The circumference inscribed on the triangle $ABC$ is tangent to the sides $BC$, $CA$ and $AB$ on the points $D$, $E$ and $F$, respectively. $AD$ intersect the circumference on the point $Q$. Show that the line $EQ$ meet the segment $AF$ at its midpoint if and only if $AC=BC$.

Click for solution Let $M$ be the intersection of $EQ$ and $AB$. We have \begin{eqnarray*} & & AM = MF \\ & \iff & AM^2 = MF^2 \\ & \iff & AM^2 = MQ \cdot ME \\ & \iff & \Delta AMQ \sim \Delta EMA \\ & \iff & \angle AEM = \angle QAM \\ & \iff & \angle EDA = \angle DAB \\ & \iff & DE \parallel AB \\ & \iff & \angle EDC = \angle ABC \\ & \iff & 90^{\circ} - \frac{1}{2} \angle ACB = \angle ABC \\ & \iff & \angle ACB + 2 \angle ABC = 180^{\circ} \\ & \iff & \angle ABC = \angle BAC \\ & \iff & AC = BC. \blacksquare \end{eqnarray*}

Find the minimum natural number $n$ with the following property: between any collection of $n$ distinct natural numbers in the set $\{1,2, \dots,999\}$ it is possible to choose four different $a,\ b,\ c,\ d$ such that: $a + 2b + 3c = d$.

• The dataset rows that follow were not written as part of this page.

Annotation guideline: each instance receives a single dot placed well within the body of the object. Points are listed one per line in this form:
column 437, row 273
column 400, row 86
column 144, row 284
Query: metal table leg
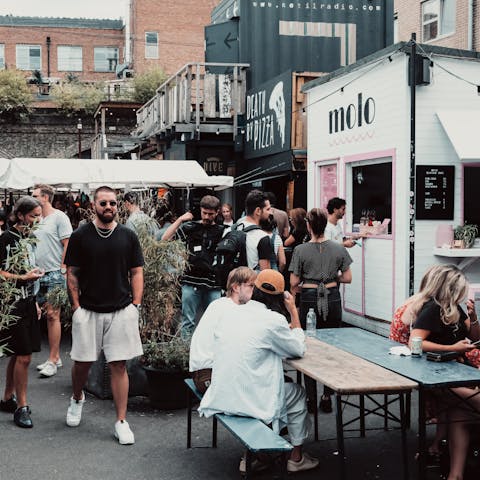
column 340, row 438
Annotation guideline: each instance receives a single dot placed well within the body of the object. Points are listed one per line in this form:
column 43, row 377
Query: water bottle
column 311, row 323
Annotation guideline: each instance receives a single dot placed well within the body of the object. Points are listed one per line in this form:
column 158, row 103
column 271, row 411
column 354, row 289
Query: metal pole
column 79, row 129
column 413, row 73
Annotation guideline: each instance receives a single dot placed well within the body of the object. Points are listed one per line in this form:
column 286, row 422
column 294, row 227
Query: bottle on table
column 311, row 323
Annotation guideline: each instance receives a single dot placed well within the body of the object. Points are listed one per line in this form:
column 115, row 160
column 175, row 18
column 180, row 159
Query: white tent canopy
column 23, row 173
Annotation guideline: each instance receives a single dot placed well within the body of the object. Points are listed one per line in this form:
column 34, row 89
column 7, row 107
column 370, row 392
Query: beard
column 106, row 217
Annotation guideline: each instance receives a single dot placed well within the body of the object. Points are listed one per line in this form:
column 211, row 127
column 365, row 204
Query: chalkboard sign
column 435, row 192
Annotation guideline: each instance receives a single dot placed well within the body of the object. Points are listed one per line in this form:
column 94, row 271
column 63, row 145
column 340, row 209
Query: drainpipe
column 48, row 57
column 413, row 75
column 470, row 26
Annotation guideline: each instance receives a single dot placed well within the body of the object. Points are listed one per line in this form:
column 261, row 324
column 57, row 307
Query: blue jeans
column 194, row 300
column 48, row 282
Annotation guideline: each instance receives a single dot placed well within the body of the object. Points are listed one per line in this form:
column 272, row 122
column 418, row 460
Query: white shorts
column 116, row 333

There are representants from $n$ different countries sit around a circular table ($n\geq2$), in such way that if two representants are from the same country, then, their neighbors to the right are not from the same country. Find, for every $n$, the maximal number of people that can be sit around the table.

Find the maximal possible value of $n$ such that there exist points $P_1,P_2,P_3,\ldots,P_n$ in the plane and real numbers $r_1,r_2,\ldots,r_n$ such that the distance between any two different points $P_i$ and $P_j$ is $r_i+r_j$.

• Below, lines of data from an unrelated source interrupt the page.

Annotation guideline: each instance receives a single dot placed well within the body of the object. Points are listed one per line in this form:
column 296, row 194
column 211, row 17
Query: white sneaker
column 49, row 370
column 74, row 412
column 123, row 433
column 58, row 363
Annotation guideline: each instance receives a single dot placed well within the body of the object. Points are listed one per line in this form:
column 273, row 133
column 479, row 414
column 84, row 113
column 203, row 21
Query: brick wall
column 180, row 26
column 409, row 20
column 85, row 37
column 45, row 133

Let $\lambda$ the positive root of the equation $t^2-1998t-1=0$. It is defined the sequence $x_0,x_1,x_2,\ldots,x_n,\ldots$ by $x_0=1,\ x_{n+1}=\lfloor\lambda{x_n}\rfloor\mbox{ for }n=1,2\ldots$ Find the remainder of the division of $x_{1998}$ by $1998$. Note: $\lfloor{x}\rfloor$ is the greatest integer less than or equal to $x$.

Click for solution We have $\frac{x_{n + 1}}{\lambda} < x_{n} < \frac{x_{n + 1} + 1}{\lambda}$, so $\left[\frac{x_{n + 1}}{\lambda}\right] = x_n - 1$. As $\lambda = 1998 + \frac{1}{\lambda}$, $x_{n + 1} = \left[\lambda x_n\right] = 1998x_n + \left[\frac{x_n}{\lambda}\right] = 1998x_n + x_{n - 1} - 1$, so $x_{n + 1} \equiv x_{n - 1} - 1 \pmod{1998}$. It follows that $x_{1998} \equiv 1000 \pmod{1998}$.